しかして、32年度から40年度までの間に工事を完了しまたは中止したもの64地区9,910ヘクタール(工事費相当額241億4254万余円)についてみると、地方公共団体等から工業用地等に使用する目的で譲り受けたい旨の要望があり、これを受け入れて農業以外の用途に売払等の処分をしたり、売払等の処分にいたらないまま工事を中止し、または打切完了したものが上記9,910ヘクタールの25.9%に当たる2,566ヘクタール(19地区、工事費相当額53億5245万余円)に達している状況である。上記のうち売払等の処分にいたらないものについては、造成地等が相当期間遊休しており、投下された事業費が回収されないため、これを他の土地改良事業の財源とすることができず、しかも事業費の一部を借入金でまかなっているため支払利子が累増し、不経済な結果をきたしており、次のような事例も見受けられる。
(ア) 東海農政局で施行した鍋田地区の事業は、愛知県海部郡弥富町地先の海面633ヘクタールを干拓する計画で、21年度に着工し、38年度までに工事費11億6434万余円で堤防等の工事を施行したものであるが、うち215ヘクタール(工事費相当額3億2554万余円、ほかに工事期間中の支払利子556万余円、打切完了後40年度までの支払利子1128万余円)については、36年6月、愛知県から工業用地として譲り受けたい旨の要望を受けた際、それが緊要かつ確実なものであるかどうかなどを十分に検討しないで、時期、価額等の取決めも行なわないまま工事を打切完了し遊休している。
(イ) 中国四国農政局で施行した笠岡地区の事業は、岡山県笠岡市地先の海面104ヘクタールを干拓する計画で、21年度に着工し、33年度までに工事費3億6895万余円で完了したものであるが、33年12月、岡山県から全面積を住宅、道路、工場用地等として譲り受けたい旨の要望を受けて、上記のうち70ヘクタールを35年3月から37年3月までの間に財団法人岡山県開発公社等に売り払い、残りの34ヘクタール(工事費相当額9068万余円、ほかに完了後39年度までの支払利子90万余円)は、農地として配分することとしたが、37年6月、同県からの再度の要望を受けた際、前項同様配慮が十分でないまま土地配分を取りやめ遊休している。

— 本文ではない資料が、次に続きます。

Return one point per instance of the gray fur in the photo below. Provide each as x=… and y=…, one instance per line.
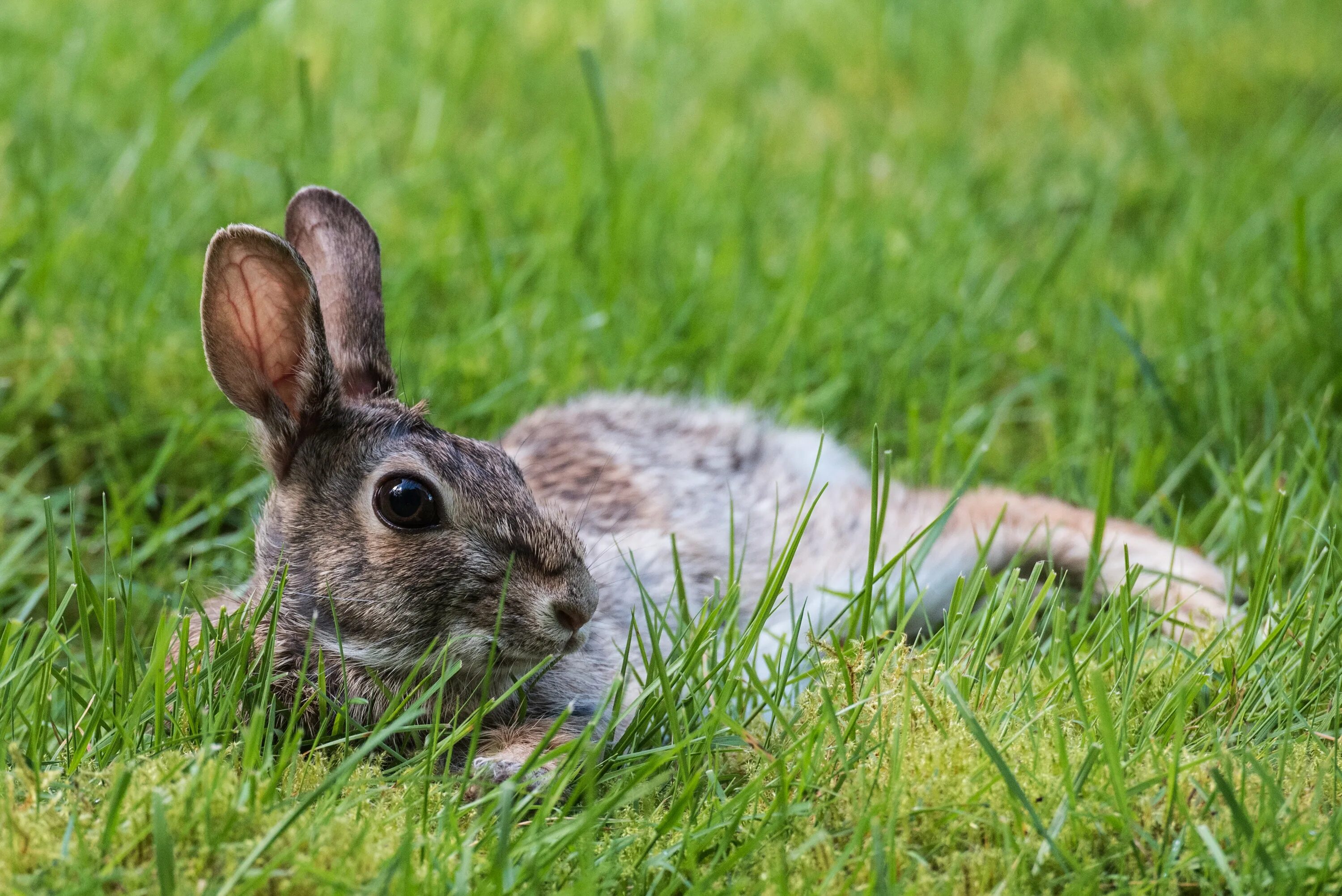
x=578, y=495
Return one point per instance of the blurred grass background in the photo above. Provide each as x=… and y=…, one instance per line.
x=1122, y=215
x=849, y=214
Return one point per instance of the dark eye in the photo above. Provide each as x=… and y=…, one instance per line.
x=404, y=503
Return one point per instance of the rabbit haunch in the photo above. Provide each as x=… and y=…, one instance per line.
x=294, y=336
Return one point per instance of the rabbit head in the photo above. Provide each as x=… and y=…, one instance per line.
x=392, y=535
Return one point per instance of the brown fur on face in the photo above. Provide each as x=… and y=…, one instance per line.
x=382, y=596
x=294, y=337
x=298, y=344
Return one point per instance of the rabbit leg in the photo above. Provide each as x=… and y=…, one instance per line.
x=1028, y=529
x=506, y=749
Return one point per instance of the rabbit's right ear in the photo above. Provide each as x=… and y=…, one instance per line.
x=341, y=250
x=265, y=345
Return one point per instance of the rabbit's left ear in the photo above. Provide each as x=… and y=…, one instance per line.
x=343, y=254
x=262, y=327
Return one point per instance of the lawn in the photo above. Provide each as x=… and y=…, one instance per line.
x=1089, y=249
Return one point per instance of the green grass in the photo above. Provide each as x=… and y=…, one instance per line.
x=1109, y=227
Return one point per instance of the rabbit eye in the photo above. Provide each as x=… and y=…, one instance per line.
x=406, y=503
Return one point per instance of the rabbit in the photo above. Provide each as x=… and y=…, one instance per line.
x=395, y=537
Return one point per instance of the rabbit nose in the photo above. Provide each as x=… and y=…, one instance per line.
x=571, y=616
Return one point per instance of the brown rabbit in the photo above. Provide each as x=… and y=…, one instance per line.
x=398, y=535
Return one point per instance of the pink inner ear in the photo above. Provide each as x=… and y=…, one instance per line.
x=266, y=306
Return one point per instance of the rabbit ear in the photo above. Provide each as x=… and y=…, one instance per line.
x=262, y=328
x=343, y=254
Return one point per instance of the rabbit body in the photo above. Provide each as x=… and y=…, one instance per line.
x=395, y=539
x=634, y=470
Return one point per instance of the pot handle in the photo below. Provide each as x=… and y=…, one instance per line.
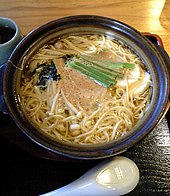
x=2, y=103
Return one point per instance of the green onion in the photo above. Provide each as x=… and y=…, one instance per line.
x=103, y=72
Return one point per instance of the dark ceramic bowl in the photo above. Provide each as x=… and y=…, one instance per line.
x=152, y=55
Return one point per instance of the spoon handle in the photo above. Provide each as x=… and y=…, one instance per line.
x=116, y=176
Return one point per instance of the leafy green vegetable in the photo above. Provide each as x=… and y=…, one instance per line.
x=103, y=72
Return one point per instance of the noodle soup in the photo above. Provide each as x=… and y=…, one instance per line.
x=85, y=89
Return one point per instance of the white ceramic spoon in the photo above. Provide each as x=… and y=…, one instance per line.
x=114, y=176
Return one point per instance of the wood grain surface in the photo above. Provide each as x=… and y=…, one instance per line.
x=24, y=174
x=146, y=15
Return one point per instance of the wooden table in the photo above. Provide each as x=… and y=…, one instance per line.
x=30, y=175
x=146, y=15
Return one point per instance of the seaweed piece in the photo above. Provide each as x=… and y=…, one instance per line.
x=46, y=72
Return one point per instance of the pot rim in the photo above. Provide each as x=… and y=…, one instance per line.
x=99, y=150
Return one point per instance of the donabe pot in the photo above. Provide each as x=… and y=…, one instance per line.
x=152, y=55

本事業の特性および上記の実情にてらして同省における干拓地区の選定および干拓地転用についてみると、その取扱いは必ずしも十分とは認められず、とくに転用に関しての方針が明確でなく、部内関係部局間および関係行政庁との間の連絡調整も緊密でない状況であり、また、転用譲渡することとした場合、その時期、価格等の取決めに不十分な点が見受けられる。
ついては、今後干拓地区の採択について関係行政庁とも十分協議するなど慎重を期するとともに、干拓地を工業用地等に転用するなど事業の目的を変更する場合は、転用に関しては、公用、公共用または国民生活の安定上必要な施設の用に供する緊急の必要があり、しかもその用に供されることが確実なものに限るなど転用の基準を明確にするとともに、部内関係部局間および関係行政庁との間の連絡協議等の体制を整備して審議を慎重に行ない、転用の決定に際しては、干拓地の譲受希望者等と売払時期、価額、対価徴収方法等につき具体的な取決めを行なって投下事業費の回収を適確にする要があり、また、現在遊休している干拓地等についてはすみやかに適切な処置を講ずる要があると認められる。